Леваневский был точен. Его аккуратные строки с тонко начертанными буквами заполнили две страницы. Статья была написана в стиле строгого отчета, но под конец летчик, видимо, отдался настроению и живо передал свои ощущения во время аварии в Колючинской губе: «Чувствую — машина проваливается. Успеваю накрутить до отказа стабилизатор. Выключаю контакт. И сразу слышу хрипящий звук: фюзеляж коснулся льда. Самолет бежит… В глазах потемнело… Очнулся, смотрю — Ушаков тормошит меня за плечо: «Ты жив, жив?» Вытащил меня из кабины. Вижу: по тужурке стекает кровь. Коснулся лица — руки в крови. Ушаков достал бутылочку с йодом, вылил на рассеченное место, разорвал белье и забинтовал мне голову…»

Около полуночи, сидя на койке в сумрачном носовом отсеке судна, я услышал шаги и разглядел Леваневского.

— Вы ко мне, Сигизмунд Александрович?

— Не спите? — спросил он дружелюбным тоном, в котором проскальзывало легкое смущение. — Еще не отправили в редакцию мою статью?

— Нет, передам из Петропавловска.

— Мне надо добавить несколько слов. Есть у вас карандаш?

Он встал под фонарем и, приложив листок к влажной переборке, стал писать.

— Разберете?

Поднеся листок к свету, я прочел:

«Тяжкое было падение, но еще тяжелее пробуждение.

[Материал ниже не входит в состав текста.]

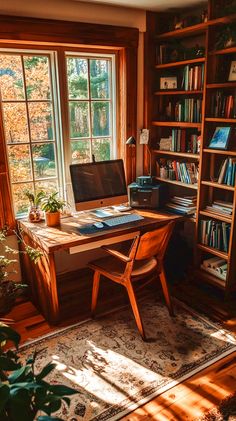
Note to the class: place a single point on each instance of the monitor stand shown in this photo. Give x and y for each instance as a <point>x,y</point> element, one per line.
<point>101,213</point>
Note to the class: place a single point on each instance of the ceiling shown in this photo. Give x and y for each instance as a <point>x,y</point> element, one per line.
<point>154,5</point>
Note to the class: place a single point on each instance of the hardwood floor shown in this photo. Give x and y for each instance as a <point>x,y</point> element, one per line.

Побежденным себя не считаю».

Леваневский критически оглядел наше пристанище:

— Твиндек этот производит довольно отвратное впечатление, какая-то сырая яма. А впрочем, сюда приходят только ночевать…

— Что же вы там стоите, проходите в наш салон, — пригласил из полумрака мой сосед, Саша Святогоров.

— У вас, видимо, веселое общество, — заметил Леваневский, присаживаясь на край койки.

— Да вы заглядывайте почаще, Сигизмунд Александрович, — сказал Святогоров. — Днем у нас светло и почти уютно.

На лицо Леваневского легла тень, он внезапно поднялся:

— Когда будете посылать статью, предупредите, пожалуйста, редакцию, что я прошу не сокращать последнюю часть, для меня это важно.